Elementary, sezony 1 i 2

elemm

Sprawy kryminalne fajne, Lucy Liu fajna, Nowy Jork fajny…  po diabła do tego doklejali Sherlocka??

W swym ambitnym założeniu serial Elementary miał być amerykańską odpowiedzią na sukces brytyjskiego Sherlocka. Oczywiście, jak to w USA bywa, z 3 odcinków trzeba było zrobić 20+, a kiedy filmowcy Jej Królewskiej Mości grzecznie odmówili współpracy, sprzedaży pomysłów i generalnie zaproponowali Amerykanom niekontrolowany lot dendrologiczny* – powstało coś, co w założeniu miało być sprytną zabawą konwencją. Jeśli o mnie chodzi, to mam przed oczami jakąś dziwną hybrydę Mentalisty, Castle’a i Magii kłamstwa. Z Sherlockiem w tle.
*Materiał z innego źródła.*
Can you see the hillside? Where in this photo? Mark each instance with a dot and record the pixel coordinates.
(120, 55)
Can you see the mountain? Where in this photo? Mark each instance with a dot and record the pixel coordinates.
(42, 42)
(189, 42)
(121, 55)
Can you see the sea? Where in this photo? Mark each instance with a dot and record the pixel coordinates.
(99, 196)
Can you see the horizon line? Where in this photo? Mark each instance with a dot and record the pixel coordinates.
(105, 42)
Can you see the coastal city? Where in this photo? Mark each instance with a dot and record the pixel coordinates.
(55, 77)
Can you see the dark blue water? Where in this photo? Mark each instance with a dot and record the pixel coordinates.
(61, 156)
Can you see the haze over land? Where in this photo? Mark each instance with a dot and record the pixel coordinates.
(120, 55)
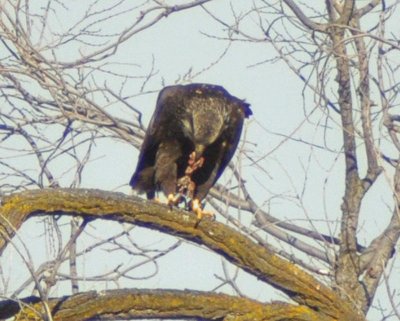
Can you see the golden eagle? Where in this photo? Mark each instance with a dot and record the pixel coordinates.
(191, 138)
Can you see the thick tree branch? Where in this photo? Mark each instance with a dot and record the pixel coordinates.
(136, 304)
(240, 250)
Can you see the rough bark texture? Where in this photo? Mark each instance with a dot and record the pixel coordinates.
(125, 304)
(255, 259)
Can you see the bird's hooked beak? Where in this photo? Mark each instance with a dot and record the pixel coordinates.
(199, 149)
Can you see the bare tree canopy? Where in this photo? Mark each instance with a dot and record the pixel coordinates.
(308, 219)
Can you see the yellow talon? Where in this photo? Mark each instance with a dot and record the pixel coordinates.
(196, 208)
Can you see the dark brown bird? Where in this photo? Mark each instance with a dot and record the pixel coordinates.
(191, 138)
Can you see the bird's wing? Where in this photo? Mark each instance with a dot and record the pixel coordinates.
(217, 157)
(142, 179)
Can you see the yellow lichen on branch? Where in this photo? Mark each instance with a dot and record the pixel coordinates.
(134, 304)
(239, 249)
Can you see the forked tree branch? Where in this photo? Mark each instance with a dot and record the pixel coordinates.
(237, 248)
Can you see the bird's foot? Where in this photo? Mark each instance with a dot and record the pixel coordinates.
(174, 199)
(186, 186)
(198, 210)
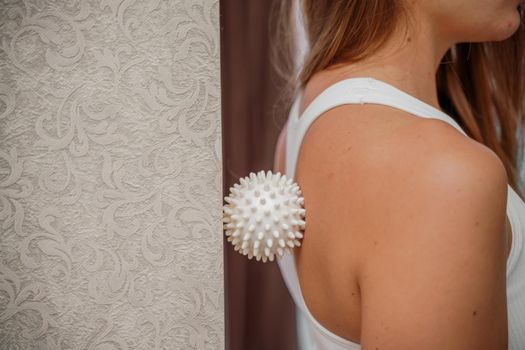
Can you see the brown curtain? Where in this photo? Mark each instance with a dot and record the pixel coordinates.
(259, 310)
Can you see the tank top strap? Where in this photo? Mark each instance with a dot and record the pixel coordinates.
(353, 91)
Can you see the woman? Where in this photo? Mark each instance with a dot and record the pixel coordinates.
(406, 115)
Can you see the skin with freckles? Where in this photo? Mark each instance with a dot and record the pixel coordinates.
(407, 235)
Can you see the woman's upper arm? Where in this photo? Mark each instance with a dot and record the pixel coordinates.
(435, 276)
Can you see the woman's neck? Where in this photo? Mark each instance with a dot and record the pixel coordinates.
(409, 60)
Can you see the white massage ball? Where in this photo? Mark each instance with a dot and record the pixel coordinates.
(263, 215)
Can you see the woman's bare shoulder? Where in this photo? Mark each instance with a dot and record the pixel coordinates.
(421, 208)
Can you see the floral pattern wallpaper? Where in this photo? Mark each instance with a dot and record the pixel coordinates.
(110, 175)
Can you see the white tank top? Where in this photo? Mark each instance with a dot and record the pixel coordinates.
(312, 335)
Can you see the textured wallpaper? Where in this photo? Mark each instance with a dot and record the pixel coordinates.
(110, 175)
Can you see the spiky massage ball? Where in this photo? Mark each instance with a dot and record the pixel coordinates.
(263, 215)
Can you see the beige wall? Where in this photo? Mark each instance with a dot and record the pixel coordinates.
(110, 175)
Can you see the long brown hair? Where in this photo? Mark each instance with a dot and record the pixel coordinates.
(480, 85)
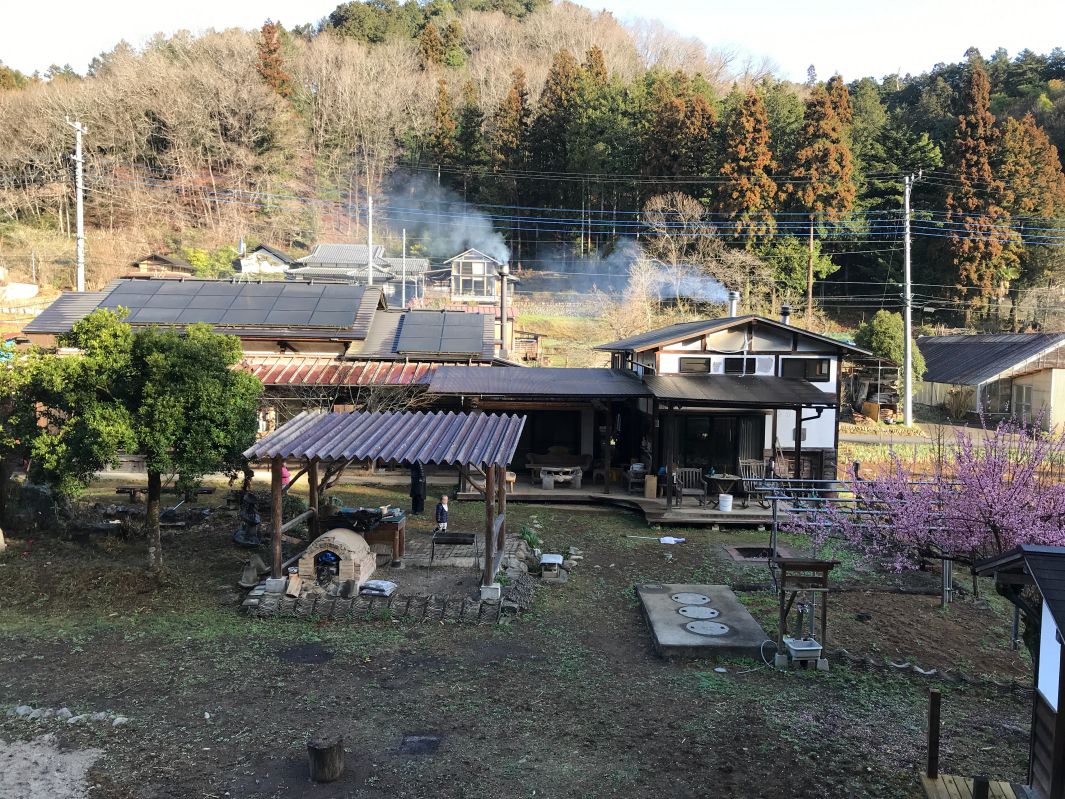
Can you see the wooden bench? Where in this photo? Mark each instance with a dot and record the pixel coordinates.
(455, 539)
(133, 491)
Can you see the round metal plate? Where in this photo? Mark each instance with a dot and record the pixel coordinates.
(699, 612)
(706, 628)
(688, 598)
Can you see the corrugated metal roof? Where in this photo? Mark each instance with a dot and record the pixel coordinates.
(738, 391)
(969, 360)
(473, 254)
(467, 439)
(684, 330)
(1046, 565)
(316, 371)
(279, 255)
(346, 274)
(542, 382)
(67, 309)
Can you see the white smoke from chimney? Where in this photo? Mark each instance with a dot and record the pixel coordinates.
(734, 304)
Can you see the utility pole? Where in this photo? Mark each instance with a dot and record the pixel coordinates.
(907, 307)
(79, 129)
(370, 242)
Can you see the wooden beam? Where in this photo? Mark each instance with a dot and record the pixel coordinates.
(489, 576)
(296, 520)
(312, 498)
(501, 507)
(1058, 756)
(276, 496)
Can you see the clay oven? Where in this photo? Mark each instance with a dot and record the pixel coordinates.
(341, 554)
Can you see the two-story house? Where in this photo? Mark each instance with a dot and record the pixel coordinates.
(706, 394)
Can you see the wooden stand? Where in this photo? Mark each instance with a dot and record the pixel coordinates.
(797, 575)
(326, 756)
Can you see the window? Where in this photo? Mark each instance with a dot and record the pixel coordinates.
(689, 365)
(474, 278)
(739, 365)
(815, 370)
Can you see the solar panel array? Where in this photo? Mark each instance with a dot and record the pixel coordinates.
(236, 305)
(452, 332)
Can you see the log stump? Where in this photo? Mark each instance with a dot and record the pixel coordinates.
(326, 756)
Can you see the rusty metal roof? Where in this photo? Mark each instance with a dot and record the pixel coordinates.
(465, 439)
(739, 391)
(317, 371)
(536, 382)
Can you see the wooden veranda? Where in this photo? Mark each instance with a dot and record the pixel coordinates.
(332, 441)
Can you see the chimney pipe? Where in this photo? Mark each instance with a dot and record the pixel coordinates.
(734, 304)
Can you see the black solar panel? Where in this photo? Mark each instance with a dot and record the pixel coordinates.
(154, 315)
(245, 305)
(431, 331)
(167, 300)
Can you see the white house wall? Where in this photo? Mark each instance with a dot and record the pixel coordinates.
(1050, 653)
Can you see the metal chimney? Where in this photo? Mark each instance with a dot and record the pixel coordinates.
(734, 304)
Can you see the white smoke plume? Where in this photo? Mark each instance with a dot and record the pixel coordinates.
(440, 218)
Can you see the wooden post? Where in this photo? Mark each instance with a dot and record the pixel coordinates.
(933, 763)
(312, 499)
(489, 576)
(326, 757)
(275, 489)
(501, 503)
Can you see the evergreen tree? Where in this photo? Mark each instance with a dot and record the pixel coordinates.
(1033, 186)
(978, 224)
(840, 99)
(551, 142)
(748, 196)
(441, 144)
(430, 47)
(824, 181)
(594, 66)
(271, 61)
(452, 41)
(510, 126)
(471, 140)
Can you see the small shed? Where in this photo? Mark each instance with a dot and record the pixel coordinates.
(479, 444)
(1017, 573)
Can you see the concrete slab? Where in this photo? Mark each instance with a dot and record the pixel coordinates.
(733, 631)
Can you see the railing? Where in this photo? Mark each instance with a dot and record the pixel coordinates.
(802, 498)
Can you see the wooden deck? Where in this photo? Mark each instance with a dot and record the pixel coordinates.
(948, 786)
(689, 515)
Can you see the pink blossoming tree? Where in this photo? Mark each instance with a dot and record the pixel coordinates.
(986, 494)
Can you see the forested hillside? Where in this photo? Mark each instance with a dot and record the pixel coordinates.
(574, 137)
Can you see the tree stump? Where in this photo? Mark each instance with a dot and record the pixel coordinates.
(326, 757)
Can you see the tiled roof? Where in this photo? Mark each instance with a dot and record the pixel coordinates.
(549, 381)
(284, 370)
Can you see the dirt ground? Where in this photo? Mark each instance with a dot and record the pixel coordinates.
(567, 701)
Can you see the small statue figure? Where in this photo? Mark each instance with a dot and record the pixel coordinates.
(247, 534)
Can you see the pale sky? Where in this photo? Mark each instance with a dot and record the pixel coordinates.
(854, 37)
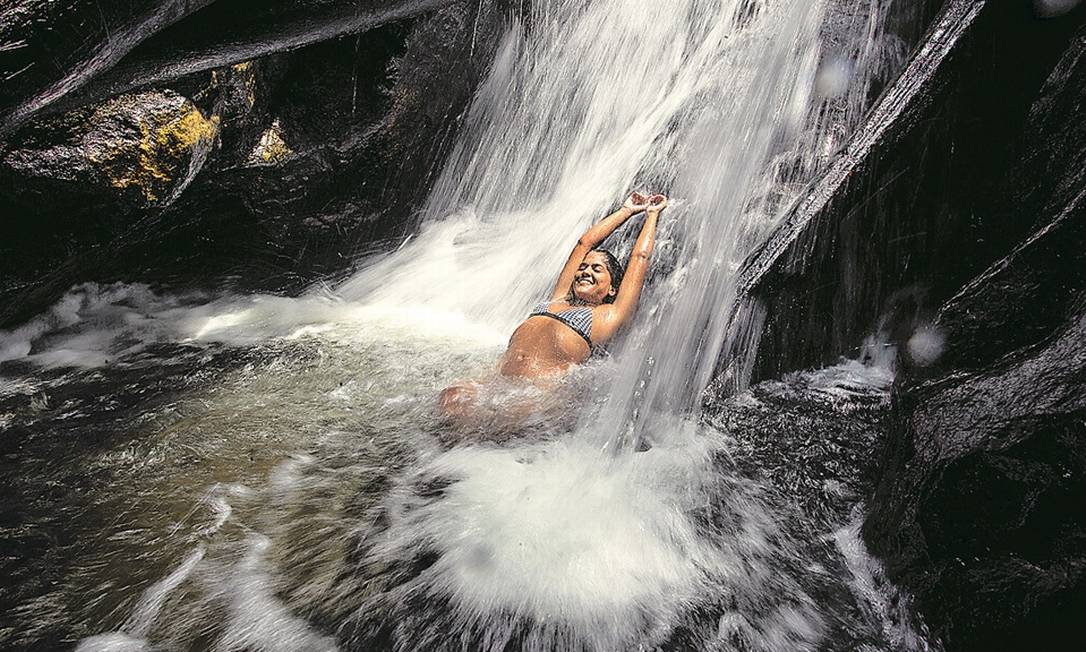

No dobra, przesadzam – sprawy kryminalne, prowadzone przez amerykańskiego Sherlocka, są na naprawdę fajnym poziomie, pomysłowe i nie grają na tym samym schemacie. Zostałam zaskoczona parę razy, a czasem nawet się nie zastanawiałam, kto zabił, bo było tak ciekawie. To jest najsilniejszy atut serii i chyba jedyna rzecz, która ciągle mnie przy niej trzyma. No i Lucy Liu, mam do niej dziwną słabość. To pewnie przez te małe chińskie oczka.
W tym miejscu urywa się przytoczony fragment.